This study identified aberrant activation of Hh in CAF within the TME. Specifically, the MMP1 + FIB subpopulation exhibited significantly higher levels of Hh activation compared to other CAF subgroups and was preferentially enriched in the gastric cancer TME. Mechanistically, this subpopulation promotes the differentiation of myeloid cells into M2 macrophages through the secretion of complement C3, thereby driving the proliferation and metastasis of gastric cancer.
5. Conclusions
This study uncovers a novel mechanism by which fibroblasts with highly activated Hh accelerate gastric cancer progression: these fibroblasts specifically secrete complement C3, thereby driving the polarization of M2-type macrophages and the formation of an immunosuppressive microenvironment, and ultimately, accelerating the progression of gastric cancer. The enrichment of MMP1 + FIB is significantly associated with poor prognosis in patients with gastric cancer; moreover, the regulation of myeloid cells mediated by MMP1 + FIB via the C3–(ITGAX + ITGB2) axis plays a central role in the immune evasion of gastric cancer. This finding not only deepens our understanding of the heterogeneity of the gastric cancer microenvironment and the mechanisms underlying the formation of immunosuppression but also provides potential targets for therapeutic strategies targeting the Hh-MMP1 + FIB-C3 axis.
Supplementary Materials
The following supporting information can be downloaded at https://www.mdpi.com/article/10.3390/cancers17193164/s1, Figure S1. Single-cell RNA sequencing analysis of dataset GSE163558. Figure S2. Single-cell RNA sequencing analysis of dataset GSE183904. Figure S3. Association of MMP1 + FIB with malignant progression in gastric cancer. Figure S4. Differentiation dynamics of Hh-related genes. Figure S5. CellChat analysis reveals cell–cell communication roles of PDGFA + FIB and IGLC2 + FIB in the gastric cancer TME. Figure S6. GSEA identifies significantly enriched gene sets in patients with high MMP1 scores. Figure S7. Correlation between MMP1 + FIB infiltration levels and immune cell infiltration in patients. Figure S8. Spatial distribution of Hh pathway-activated fibroblasts and T cells in gastric cancer tissues. Table S1: Clinical information of patient.
Author Contributions
J.L., data curation, formal analysis, visualization, writing—original draft; J.Z., data curation, formal analysis, visualization, writing—original draft; Z.S., data curation, formal analysis, visualization, writing—original draft; S.Z. (Shuo Zhang), data curation, formal analysis, visualization; S.Z. (Sicheng Zhao), data curation, formal analysis, visualization; Y.W., data curation, writing—original draft; G.C., writing—review and editing; T.J., supervision, project administration, writing—review and editing; G.Z., conceptualization, methodology. All authors have read and agreed to the published version of the manuscript.
Funding
This study was supported by the Key Support Project of Regional Innovation and Development Joint Fund of National Natural Science Foundation of China (U23A20499); Zhejiang Provincial Natural Science Foundation of China (No. LQ23H270013); National Natural Science Foundation of China (No. 82204950); Key Project of the National Nature Foundation of China (No. 82030119); and Zhejiang Chinese Medicine University Chunyan Special Fund for the development of traditional Chinese medicine (No. CY202302).

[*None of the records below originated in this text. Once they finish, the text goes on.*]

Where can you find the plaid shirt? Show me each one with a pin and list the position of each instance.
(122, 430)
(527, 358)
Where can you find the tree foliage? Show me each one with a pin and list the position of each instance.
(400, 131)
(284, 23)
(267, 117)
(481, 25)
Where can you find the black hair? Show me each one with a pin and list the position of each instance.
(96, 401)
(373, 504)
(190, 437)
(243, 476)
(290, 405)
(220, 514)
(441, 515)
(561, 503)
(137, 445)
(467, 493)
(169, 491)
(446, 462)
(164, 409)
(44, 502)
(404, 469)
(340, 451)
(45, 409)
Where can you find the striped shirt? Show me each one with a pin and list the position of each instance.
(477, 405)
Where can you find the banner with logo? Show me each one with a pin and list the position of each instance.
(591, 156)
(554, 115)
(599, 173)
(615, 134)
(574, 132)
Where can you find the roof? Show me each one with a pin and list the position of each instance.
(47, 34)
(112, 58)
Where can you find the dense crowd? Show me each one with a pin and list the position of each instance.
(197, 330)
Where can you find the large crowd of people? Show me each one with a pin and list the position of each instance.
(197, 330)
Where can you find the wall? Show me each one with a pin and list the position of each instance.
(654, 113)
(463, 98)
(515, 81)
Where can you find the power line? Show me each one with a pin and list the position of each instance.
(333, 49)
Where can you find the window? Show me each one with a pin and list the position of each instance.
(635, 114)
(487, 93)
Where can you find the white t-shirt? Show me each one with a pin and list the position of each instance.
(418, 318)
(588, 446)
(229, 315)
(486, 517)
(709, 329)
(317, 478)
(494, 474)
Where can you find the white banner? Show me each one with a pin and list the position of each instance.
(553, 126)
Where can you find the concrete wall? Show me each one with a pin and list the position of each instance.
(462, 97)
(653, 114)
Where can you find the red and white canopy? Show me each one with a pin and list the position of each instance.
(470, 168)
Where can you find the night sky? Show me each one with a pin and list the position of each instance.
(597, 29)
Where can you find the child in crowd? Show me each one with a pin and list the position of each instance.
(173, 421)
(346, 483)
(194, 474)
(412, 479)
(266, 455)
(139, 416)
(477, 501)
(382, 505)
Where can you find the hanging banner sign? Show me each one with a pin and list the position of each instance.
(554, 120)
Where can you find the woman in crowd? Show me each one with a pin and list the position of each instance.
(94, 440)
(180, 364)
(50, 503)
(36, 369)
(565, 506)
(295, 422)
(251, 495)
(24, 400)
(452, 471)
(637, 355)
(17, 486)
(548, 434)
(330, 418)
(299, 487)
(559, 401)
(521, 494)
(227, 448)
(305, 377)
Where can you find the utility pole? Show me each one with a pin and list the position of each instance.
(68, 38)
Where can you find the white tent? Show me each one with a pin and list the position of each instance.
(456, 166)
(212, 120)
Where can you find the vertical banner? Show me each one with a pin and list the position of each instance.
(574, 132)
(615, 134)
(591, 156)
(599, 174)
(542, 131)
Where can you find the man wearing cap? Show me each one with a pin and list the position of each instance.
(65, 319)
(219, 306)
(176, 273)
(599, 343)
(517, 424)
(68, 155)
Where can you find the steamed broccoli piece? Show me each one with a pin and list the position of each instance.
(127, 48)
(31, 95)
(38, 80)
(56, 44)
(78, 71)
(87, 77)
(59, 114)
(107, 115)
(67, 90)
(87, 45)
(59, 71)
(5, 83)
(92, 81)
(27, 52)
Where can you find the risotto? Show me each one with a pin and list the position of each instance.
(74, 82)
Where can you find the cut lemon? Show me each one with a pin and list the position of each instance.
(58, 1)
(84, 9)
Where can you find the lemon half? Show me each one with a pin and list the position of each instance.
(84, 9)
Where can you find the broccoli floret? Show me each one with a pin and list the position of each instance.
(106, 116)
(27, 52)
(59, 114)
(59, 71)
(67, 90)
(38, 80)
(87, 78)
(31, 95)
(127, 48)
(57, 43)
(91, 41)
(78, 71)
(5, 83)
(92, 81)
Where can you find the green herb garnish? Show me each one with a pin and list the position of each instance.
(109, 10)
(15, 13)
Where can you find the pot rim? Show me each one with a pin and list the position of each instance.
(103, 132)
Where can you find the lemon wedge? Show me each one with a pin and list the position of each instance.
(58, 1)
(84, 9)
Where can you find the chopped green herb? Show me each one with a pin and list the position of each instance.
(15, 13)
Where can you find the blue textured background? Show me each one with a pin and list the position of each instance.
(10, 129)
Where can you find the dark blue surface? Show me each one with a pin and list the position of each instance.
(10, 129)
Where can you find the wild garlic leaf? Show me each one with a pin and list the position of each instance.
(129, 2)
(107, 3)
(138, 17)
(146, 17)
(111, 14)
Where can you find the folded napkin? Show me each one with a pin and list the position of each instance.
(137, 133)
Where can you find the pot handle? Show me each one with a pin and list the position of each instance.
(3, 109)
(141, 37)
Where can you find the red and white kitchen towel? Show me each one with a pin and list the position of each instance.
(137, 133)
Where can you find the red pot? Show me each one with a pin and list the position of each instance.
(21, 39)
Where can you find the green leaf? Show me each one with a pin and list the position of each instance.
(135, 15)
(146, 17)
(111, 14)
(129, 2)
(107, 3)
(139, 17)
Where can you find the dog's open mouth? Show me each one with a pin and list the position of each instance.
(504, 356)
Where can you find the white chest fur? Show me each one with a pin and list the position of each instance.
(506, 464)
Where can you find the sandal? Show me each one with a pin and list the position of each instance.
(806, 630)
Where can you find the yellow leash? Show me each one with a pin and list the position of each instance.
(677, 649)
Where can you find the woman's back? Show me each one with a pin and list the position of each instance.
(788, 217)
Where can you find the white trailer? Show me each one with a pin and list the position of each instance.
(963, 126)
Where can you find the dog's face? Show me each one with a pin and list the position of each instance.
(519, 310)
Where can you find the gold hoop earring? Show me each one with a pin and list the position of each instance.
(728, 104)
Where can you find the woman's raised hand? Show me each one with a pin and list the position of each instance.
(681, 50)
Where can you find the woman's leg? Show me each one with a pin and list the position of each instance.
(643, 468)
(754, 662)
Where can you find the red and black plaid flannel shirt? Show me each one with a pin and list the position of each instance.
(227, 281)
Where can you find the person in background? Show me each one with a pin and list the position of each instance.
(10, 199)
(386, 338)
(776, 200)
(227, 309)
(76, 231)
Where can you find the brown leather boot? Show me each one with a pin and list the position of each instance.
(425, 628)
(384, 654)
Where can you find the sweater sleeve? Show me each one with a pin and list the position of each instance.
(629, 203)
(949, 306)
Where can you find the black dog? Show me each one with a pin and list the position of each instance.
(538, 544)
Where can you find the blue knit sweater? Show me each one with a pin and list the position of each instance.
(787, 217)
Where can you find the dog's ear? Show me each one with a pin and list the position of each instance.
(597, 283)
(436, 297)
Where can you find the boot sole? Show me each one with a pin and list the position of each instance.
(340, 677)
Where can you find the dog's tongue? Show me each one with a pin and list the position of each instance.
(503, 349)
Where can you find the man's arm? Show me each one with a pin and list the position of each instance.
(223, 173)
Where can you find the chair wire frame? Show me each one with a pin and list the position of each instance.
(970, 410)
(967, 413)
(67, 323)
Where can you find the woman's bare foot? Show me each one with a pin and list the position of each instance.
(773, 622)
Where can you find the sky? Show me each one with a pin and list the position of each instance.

Institutional Review Board Statement
This study was conducted in accordance with the Declaration of Helsinki, and it was approved by the Institutional Review Board of Zhejiang Provincial Hospital of Chinese Medicine (2023-KLS-039-01, approval date: 12 April 2023). The animal study protocol was approved by the Institutional Review Board of Laboratory Animal Management and Ethics Committee of ZCMU (IACUC-20220418-27, approval date: 1 August 2022).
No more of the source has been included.